When she comes to UCSC in January, Fleming will perform the show "After Eros," a piece she created in collaboration with composer Philip Glass and writer David Henry Hwang (author of the Tony award-winning play M. Butterfly). Fleming will also conduct a public workshop on motion on Saturday. Her visit is presented by UCSC Arts & Lectures.

Fleming has been dancing professionally for two decades. She trained classically before going to Japan to study Butoh. "One of the aims of Butoh is to tap into the primal energy of transformation," she explains. "Classical dance often gets mired in focusing on forms, whereas Butoh is always working to get to the place where this energy is alive."

To tap into that energy, Butoh dancers envision and evoke imagery; for example, Fleming says, a smoke ring moving up her back or elastic wrapped around her fingers. In many ways, Butoh is as kindred to sculpture as it is to dance. The performer takes a form or emotion and works through it--imagine what might have happened to Rodin's "Thinker" if he had finished his thought.

"Oftentimes my work is compared to Henry Moore and [Constantin] Brancusi," Fleming confirms. "I almost see myself more as a sculptor than a choreographer. I try to make images that really burn into someone's unconsciousness. It's a process of reducing movement to a symbol or an archetype: When my body becomes a circle, I want it to bring forth the unconscious of the observer."

In the stream of critical praise published on Fleming's show in the past three years, a common sentiment is often voiced--the impact of Fleming's performance lasts long after the house lights go up. Her burn is deep.

True to the transformative spirit of Butoh, Fleming's "After Eros" addresses a car accident she experienced as a child. Fleming was two years old at the time, living in Japan with her parents.

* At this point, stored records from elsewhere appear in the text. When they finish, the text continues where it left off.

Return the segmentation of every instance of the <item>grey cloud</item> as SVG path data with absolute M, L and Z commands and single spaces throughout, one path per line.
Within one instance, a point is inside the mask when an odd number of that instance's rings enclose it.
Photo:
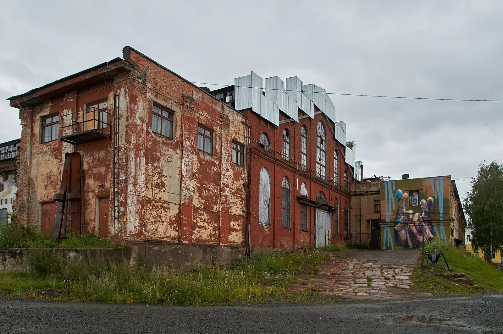
M 38 87 L 130 45 L 195 81 L 231 85 L 253 70 L 329 92 L 503 99 L 500 3 L 327 2 L 11 2 L 0 87 Z M 0 97 L 23 93 L 11 89 Z M 464 177 L 503 162 L 503 103 L 331 97 L 366 176 Z M 19 137 L 17 110 L 0 101 L 0 141 Z

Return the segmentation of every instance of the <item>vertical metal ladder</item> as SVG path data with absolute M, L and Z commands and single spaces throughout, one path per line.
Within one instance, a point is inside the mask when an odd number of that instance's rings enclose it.
M 112 169 L 113 170 L 113 201 L 114 201 L 114 231 L 113 233 L 116 232 L 116 224 L 117 220 L 119 219 L 119 95 L 117 93 L 114 94 L 114 122 L 113 129 L 112 134 L 113 138 L 113 159 L 112 162 Z

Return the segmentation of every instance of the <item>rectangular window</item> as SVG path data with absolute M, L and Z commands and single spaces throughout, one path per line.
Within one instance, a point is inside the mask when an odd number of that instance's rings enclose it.
M 419 205 L 419 191 L 411 190 L 409 195 L 409 206 L 417 206 Z
M 290 228 L 290 190 L 283 188 L 281 212 L 281 226 Z
M 244 146 L 232 142 L 232 162 L 240 166 L 243 165 L 243 156 L 244 155 Z
M 307 230 L 307 206 L 300 205 L 300 229 Z
M 220 100 L 221 101 L 223 101 L 224 100 L 224 94 L 223 93 L 219 93 L 218 94 L 215 94 L 213 96 L 214 96 L 215 98 Z
M 173 113 L 152 105 L 152 131 L 173 139 Z
M 103 100 L 86 105 L 86 129 L 105 129 L 108 125 L 108 102 Z
M 56 140 L 59 131 L 59 115 L 54 115 L 42 119 L 42 142 Z
M 201 125 L 197 127 L 197 149 L 213 153 L 213 132 Z

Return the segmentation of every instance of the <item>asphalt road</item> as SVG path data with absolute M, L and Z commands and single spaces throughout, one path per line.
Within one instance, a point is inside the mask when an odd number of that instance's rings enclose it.
M 503 333 L 503 293 L 329 305 L 180 307 L 0 299 L 6 333 Z

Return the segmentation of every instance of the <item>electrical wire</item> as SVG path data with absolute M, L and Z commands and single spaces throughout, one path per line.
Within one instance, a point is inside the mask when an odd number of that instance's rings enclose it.
M 176 80 L 175 79 L 165 79 L 164 78 L 159 77 L 149 77 L 148 79 L 151 79 L 153 80 L 163 80 L 164 81 L 182 81 L 182 80 Z M 185 81 L 184 81 L 185 82 Z M 223 86 L 224 87 L 228 87 L 230 86 L 234 86 L 234 87 L 239 87 L 241 88 L 253 88 L 256 89 L 267 89 L 271 90 L 274 91 L 283 91 L 284 92 L 299 92 L 302 93 L 303 91 L 297 91 L 295 90 L 285 90 L 281 89 L 279 88 L 263 88 L 262 87 L 250 87 L 249 86 L 236 86 L 235 85 L 222 85 L 221 84 L 212 84 L 210 82 L 201 82 L 198 81 L 192 81 L 193 84 L 198 84 L 199 85 L 209 85 L 215 86 Z M 503 100 L 483 100 L 483 99 L 442 99 L 440 98 L 417 98 L 409 96 L 393 96 L 390 95 L 368 95 L 368 94 L 351 94 L 349 93 L 327 93 L 325 92 L 310 92 L 309 93 L 316 94 L 327 94 L 328 95 L 345 95 L 348 96 L 360 96 L 364 97 L 369 97 L 369 98 L 386 98 L 388 99 L 408 99 L 409 100 L 430 100 L 434 101 L 472 101 L 476 102 L 503 102 Z

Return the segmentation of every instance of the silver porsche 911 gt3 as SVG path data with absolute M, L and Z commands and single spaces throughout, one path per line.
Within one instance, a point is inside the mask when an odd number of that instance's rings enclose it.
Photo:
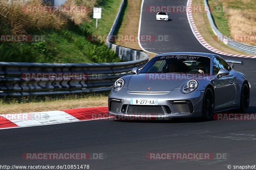
M 244 74 L 233 70 L 234 63 L 244 62 L 203 53 L 158 55 L 140 70 L 134 68 L 133 75 L 115 82 L 108 96 L 109 114 L 117 119 L 203 116 L 208 120 L 216 112 L 245 112 L 250 84 Z

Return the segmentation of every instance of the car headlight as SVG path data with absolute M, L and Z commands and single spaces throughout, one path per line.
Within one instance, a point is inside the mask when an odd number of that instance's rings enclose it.
M 183 85 L 182 91 L 185 93 L 192 92 L 196 89 L 198 84 L 197 81 L 195 80 L 188 81 Z
M 113 85 L 113 90 L 115 92 L 118 92 L 121 90 L 124 85 L 124 80 L 119 78 L 114 83 Z

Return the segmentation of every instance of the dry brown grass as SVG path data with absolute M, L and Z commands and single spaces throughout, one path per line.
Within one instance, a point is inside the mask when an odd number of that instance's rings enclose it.
M 192 5 L 204 6 L 203 0 L 193 0 Z M 223 4 L 223 6 L 225 6 Z M 193 18 L 199 32 L 204 40 L 211 45 L 223 52 L 239 55 L 252 55 L 237 50 L 216 41 L 216 36 L 212 32 L 206 14 L 203 12 L 194 12 Z
M 230 9 L 227 14 L 231 35 L 256 35 L 256 13 Z M 255 41 L 241 42 L 256 46 Z
M 28 33 L 32 30 L 44 28 L 59 29 L 66 20 L 56 12 L 27 12 L 26 6 L 42 6 L 42 1 L 31 0 L 22 3 L 21 0 L 0 3 L 0 25 L 8 26 L 12 33 Z
M 139 21 L 142 0 L 128 0 L 124 18 L 117 34 L 118 35 L 137 35 L 138 34 Z M 118 45 L 135 49 L 141 50 L 137 41 L 117 41 Z M 149 58 L 155 54 L 148 53 Z
M 108 106 L 108 96 L 90 97 L 77 99 L 0 104 L 0 114 L 25 113 Z
M 36 12 L 38 8 L 34 9 L 34 12 L 31 12 L 30 9 L 31 7 L 52 5 L 44 4 L 42 0 L 24 1 L 12 1 L 9 4 L 7 1 L 0 1 L 0 26 L 7 26 L 12 33 L 27 34 L 33 31 L 40 31 L 44 28 L 59 29 L 69 18 L 77 25 L 84 21 L 89 21 L 92 7 L 96 4 L 97 0 L 67 0 L 62 6 L 87 7 L 85 12 L 74 11 L 73 8 L 73 10 L 70 10 L 68 12 Z
M 63 6 L 86 7 L 85 12 L 72 12 L 72 11 L 70 12 L 71 17 L 70 19 L 73 21 L 76 24 L 79 25 L 83 21 L 90 21 L 90 17 L 92 12 L 92 7 L 95 6 L 97 4 L 97 0 L 82 0 L 78 3 L 78 1 L 76 0 L 67 0 Z

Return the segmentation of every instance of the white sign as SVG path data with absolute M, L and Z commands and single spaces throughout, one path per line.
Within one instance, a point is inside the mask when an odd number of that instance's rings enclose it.
M 93 18 L 96 19 L 101 18 L 101 8 L 93 8 Z

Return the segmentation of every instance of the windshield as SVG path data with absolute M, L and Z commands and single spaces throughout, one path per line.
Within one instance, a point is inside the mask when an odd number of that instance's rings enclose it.
M 210 63 L 210 59 L 206 57 L 186 55 L 159 56 L 150 60 L 141 69 L 140 73 L 199 72 L 208 74 Z

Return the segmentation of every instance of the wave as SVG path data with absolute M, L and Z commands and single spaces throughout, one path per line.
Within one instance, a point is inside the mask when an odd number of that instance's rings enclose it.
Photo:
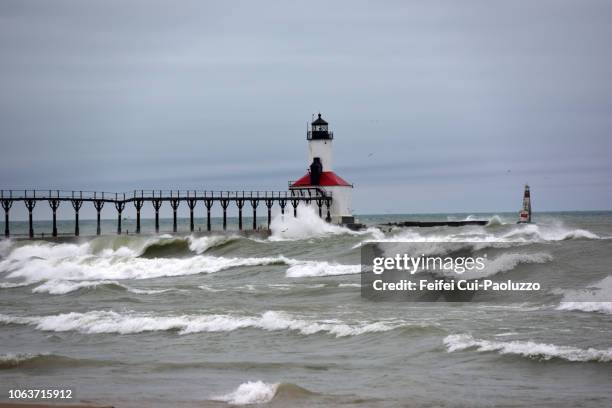
M 0 314 L 2 324 L 31 325 L 37 330 L 84 334 L 135 334 L 151 331 L 176 331 L 180 335 L 200 332 L 231 332 L 255 328 L 266 331 L 294 331 L 302 335 L 317 333 L 335 337 L 358 336 L 409 326 L 404 321 L 344 323 L 339 320 L 309 320 L 283 312 L 267 311 L 261 315 L 180 315 L 156 316 L 146 313 L 91 311 L 63 313 L 51 316 L 9 316 Z
M 551 262 L 553 260 L 552 255 L 537 252 L 532 254 L 524 253 L 503 253 L 496 258 L 487 259 L 484 264 L 485 268 L 482 271 L 471 270 L 461 274 L 464 279 L 479 279 L 497 275 L 498 273 L 508 272 L 514 270 L 518 265 L 521 264 L 543 264 Z M 457 276 L 454 272 L 453 276 Z
M 270 223 L 272 234 L 269 241 L 295 241 L 311 238 L 322 238 L 330 235 L 372 235 L 383 238 L 378 228 L 353 231 L 346 227 L 330 224 L 319 217 L 311 206 L 300 206 L 297 217 L 277 214 Z
M 234 391 L 211 400 L 227 402 L 231 405 L 265 404 L 272 401 L 280 383 L 265 383 L 263 381 L 248 381 L 242 383 Z
M 315 393 L 291 383 L 247 381 L 227 394 L 211 397 L 211 400 L 227 402 L 230 405 L 266 404 L 272 400 L 291 403 L 295 399 L 312 395 Z
M 76 359 L 50 353 L 7 353 L 0 354 L 0 370 L 11 368 L 41 367 L 77 367 L 85 365 L 104 365 L 108 362 L 101 360 Z
M 496 244 L 530 244 L 545 243 L 555 241 L 565 241 L 570 239 L 602 239 L 599 235 L 585 230 L 572 229 L 562 224 L 511 224 L 499 226 L 497 221 L 492 218 L 488 226 L 469 226 L 459 229 L 441 230 L 440 229 L 418 229 L 418 228 L 398 228 L 392 230 L 381 239 L 375 242 L 427 242 L 427 243 L 448 243 L 466 242 L 480 244 L 477 248 L 496 246 Z M 489 228 L 496 227 L 496 228 Z
M 192 246 L 204 250 L 213 245 L 229 242 L 231 237 L 204 237 L 192 240 Z M 172 244 L 171 244 L 172 245 Z M 49 248 L 45 248 L 48 252 Z M 79 255 L 75 256 L 75 251 Z M 28 255 L 28 261 L 10 264 L 6 278 L 20 279 L 21 282 L 2 282 L 3 287 L 25 286 L 41 283 L 34 293 L 66 294 L 82 288 L 96 288 L 100 285 L 116 285 L 127 288 L 118 281 L 127 279 L 151 279 L 160 277 L 215 273 L 237 267 L 287 265 L 288 277 L 328 276 L 359 273 L 359 265 L 340 265 L 328 262 L 305 261 L 286 258 L 282 255 L 262 258 L 230 258 L 209 255 L 195 255 L 187 258 L 145 258 L 145 257 L 97 257 L 90 255 L 80 246 L 64 248 L 62 257 L 53 251 L 49 259 Z M 84 255 L 83 255 L 84 254 Z M 18 254 L 19 255 L 19 254 Z M 39 253 L 39 255 L 42 255 Z M 21 256 L 21 255 L 19 255 Z M 137 290 L 130 290 L 133 293 Z M 149 293 L 153 293 L 149 291 Z M 160 293 L 160 292 L 156 292 Z
M 329 262 L 301 261 L 293 263 L 285 275 L 288 278 L 304 278 L 334 275 L 350 275 L 361 272 L 361 265 L 341 265 Z
M 215 273 L 222 270 L 258 265 L 289 265 L 300 261 L 284 256 L 264 258 L 226 258 L 196 255 L 190 258 L 113 259 L 78 257 L 59 260 L 32 259 L 13 269 L 7 278 L 24 282 L 94 281 L 151 279 L 168 276 Z
M 561 302 L 557 310 L 612 314 L 612 302 Z
M 31 353 L 8 353 L 0 354 L 0 369 L 14 368 L 26 362 L 31 362 L 46 354 L 31 354 Z
M 28 282 L 0 282 L 0 289 L 12 289 L 21 288 L 23 286 L 30 286 Z
M 572 362 L 610 362 L 612 361 L 612 348 L 599 350 L 595 348 L 581 349 L 571 346 L 557 346 L 533 341 L 490 341 L 475 339 L 469 334 L 451 334 L 444 338 L 444 345 L 449 353 L 467 349 L 499 354 L 519 355 L 528 358 L 550 360 L 558 358 Z
M 583 289 L 558 289 L 553 293 L 563 295 L 557 310 L 612 314 L 612 276 Z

As she describes it, "A man on a bicycle darted in front of our car, and when my mother slammed on the brakes I crashed into the windshield. My mother says that the man looked at us, laughed, and rode away."

Fleming had no memory of the accident, in which her sister was also injured, but a number of years ago when she was experiencing neck pain her doctor discovered a bone spur in her neck. "Ask your mother what happened to you as a child," he advised. When Fleming did, she learned of the accident.

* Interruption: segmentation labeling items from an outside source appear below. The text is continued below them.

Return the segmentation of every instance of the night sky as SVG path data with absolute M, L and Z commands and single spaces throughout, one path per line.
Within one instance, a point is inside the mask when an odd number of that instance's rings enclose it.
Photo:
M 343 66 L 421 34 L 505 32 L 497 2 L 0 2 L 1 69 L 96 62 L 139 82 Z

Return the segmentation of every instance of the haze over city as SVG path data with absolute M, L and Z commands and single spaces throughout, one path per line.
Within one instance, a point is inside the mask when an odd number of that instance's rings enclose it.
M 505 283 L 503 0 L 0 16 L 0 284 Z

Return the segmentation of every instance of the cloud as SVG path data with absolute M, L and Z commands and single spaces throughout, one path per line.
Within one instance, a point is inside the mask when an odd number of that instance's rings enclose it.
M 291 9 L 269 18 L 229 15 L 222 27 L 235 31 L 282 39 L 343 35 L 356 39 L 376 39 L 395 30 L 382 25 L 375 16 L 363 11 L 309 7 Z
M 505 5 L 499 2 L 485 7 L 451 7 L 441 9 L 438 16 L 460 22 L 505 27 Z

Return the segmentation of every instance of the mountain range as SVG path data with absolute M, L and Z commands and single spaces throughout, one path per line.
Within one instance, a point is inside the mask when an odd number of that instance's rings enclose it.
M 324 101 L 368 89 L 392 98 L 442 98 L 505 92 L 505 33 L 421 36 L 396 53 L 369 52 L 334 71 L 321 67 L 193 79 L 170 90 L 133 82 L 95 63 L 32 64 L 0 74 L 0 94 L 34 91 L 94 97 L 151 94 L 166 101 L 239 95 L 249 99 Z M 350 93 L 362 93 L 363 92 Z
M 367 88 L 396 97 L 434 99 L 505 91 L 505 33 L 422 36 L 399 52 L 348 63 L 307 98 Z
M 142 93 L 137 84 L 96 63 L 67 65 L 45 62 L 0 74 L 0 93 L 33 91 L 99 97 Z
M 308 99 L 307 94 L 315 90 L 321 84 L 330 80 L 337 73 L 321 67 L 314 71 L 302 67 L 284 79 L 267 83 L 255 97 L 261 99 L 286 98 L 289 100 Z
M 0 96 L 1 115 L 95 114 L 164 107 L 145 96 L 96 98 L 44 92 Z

It explained a lot. Ever since she can remember, Fleming has followed an instinct to dance and, long before she knew of Butoh, she had developed her own style of slow twisting motions--choreography that nursed her bone spur, preventing it from callusing and causing nerve damage.

"It was amazing to realize that all of my choreography had come out of that process of taking care of my neck," she marvels. And it is that process that she addresses in "After Eros"--how a source of pain can become a source of strength.

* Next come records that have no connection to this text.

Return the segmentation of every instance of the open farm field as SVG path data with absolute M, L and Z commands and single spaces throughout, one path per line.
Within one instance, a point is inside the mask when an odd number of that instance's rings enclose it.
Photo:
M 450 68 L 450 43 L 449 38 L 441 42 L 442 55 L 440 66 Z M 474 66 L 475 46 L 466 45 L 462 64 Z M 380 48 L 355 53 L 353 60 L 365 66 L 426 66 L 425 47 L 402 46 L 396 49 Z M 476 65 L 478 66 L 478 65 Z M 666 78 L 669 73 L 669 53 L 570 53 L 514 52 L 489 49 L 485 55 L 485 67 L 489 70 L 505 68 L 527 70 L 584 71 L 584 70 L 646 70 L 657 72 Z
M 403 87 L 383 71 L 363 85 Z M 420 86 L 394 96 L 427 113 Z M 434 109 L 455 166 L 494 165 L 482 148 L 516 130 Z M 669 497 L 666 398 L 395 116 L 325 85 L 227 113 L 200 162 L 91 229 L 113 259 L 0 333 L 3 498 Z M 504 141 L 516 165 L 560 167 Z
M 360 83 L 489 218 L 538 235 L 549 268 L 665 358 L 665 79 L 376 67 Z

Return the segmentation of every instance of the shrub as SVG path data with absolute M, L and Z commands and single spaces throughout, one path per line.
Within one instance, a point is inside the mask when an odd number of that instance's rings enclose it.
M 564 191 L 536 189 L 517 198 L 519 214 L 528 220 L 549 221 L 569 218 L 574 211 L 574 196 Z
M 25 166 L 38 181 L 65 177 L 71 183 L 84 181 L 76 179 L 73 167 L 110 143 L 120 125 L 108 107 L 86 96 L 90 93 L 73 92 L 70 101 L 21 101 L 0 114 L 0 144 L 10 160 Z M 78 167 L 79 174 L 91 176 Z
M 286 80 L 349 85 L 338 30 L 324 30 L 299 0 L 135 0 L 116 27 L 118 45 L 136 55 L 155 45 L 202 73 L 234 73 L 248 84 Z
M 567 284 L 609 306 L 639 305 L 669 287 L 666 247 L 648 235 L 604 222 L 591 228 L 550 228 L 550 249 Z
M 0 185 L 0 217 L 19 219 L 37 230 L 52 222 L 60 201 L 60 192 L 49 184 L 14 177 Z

The "Eros" in the title refers to the mythological story of Eros and Psyche. The mortal woman, Psyche, is so beautiful that she is being worshipped in place of Aphrodite. A jealous Aphrodite orders her son, Eros, to make Psyche fall in love with the ugliest man in the world. Instead, Eros is pricked by his own arrow and falls in love himself.

Psyche is told by an oracle that she will never marry a mortal but must go live on a mountaintop with a horrible monster. She accepts her fate and goes to Eros's palace and falls in love with him. Eros forbids Psyche to look on his face and when she sneaks a look one evening he is infuriated by her betrayal and abandons her. Psyche (whose name means "soul" in Greek) accomplishes three impossible trials set for her by Aphrodite, winning the sympathy of the gods. She and Eros reunite and she is granted the gift of immortality. Hwang summarizes the story poetically in his text when Psyche says, "I have become the one whose love I sought."

For Fleming, the engaging theme in the story is that of attaining wholeness by facing and embracing one's tragedy. "We've all had those tragedies, it's what we do with them that matters. For me, it was being sent through the window and achieving transformation through that experience. I want this performance to give people hope for their own life and to face their own tragedies, to be open to the possibility of transformation through tragic experiences."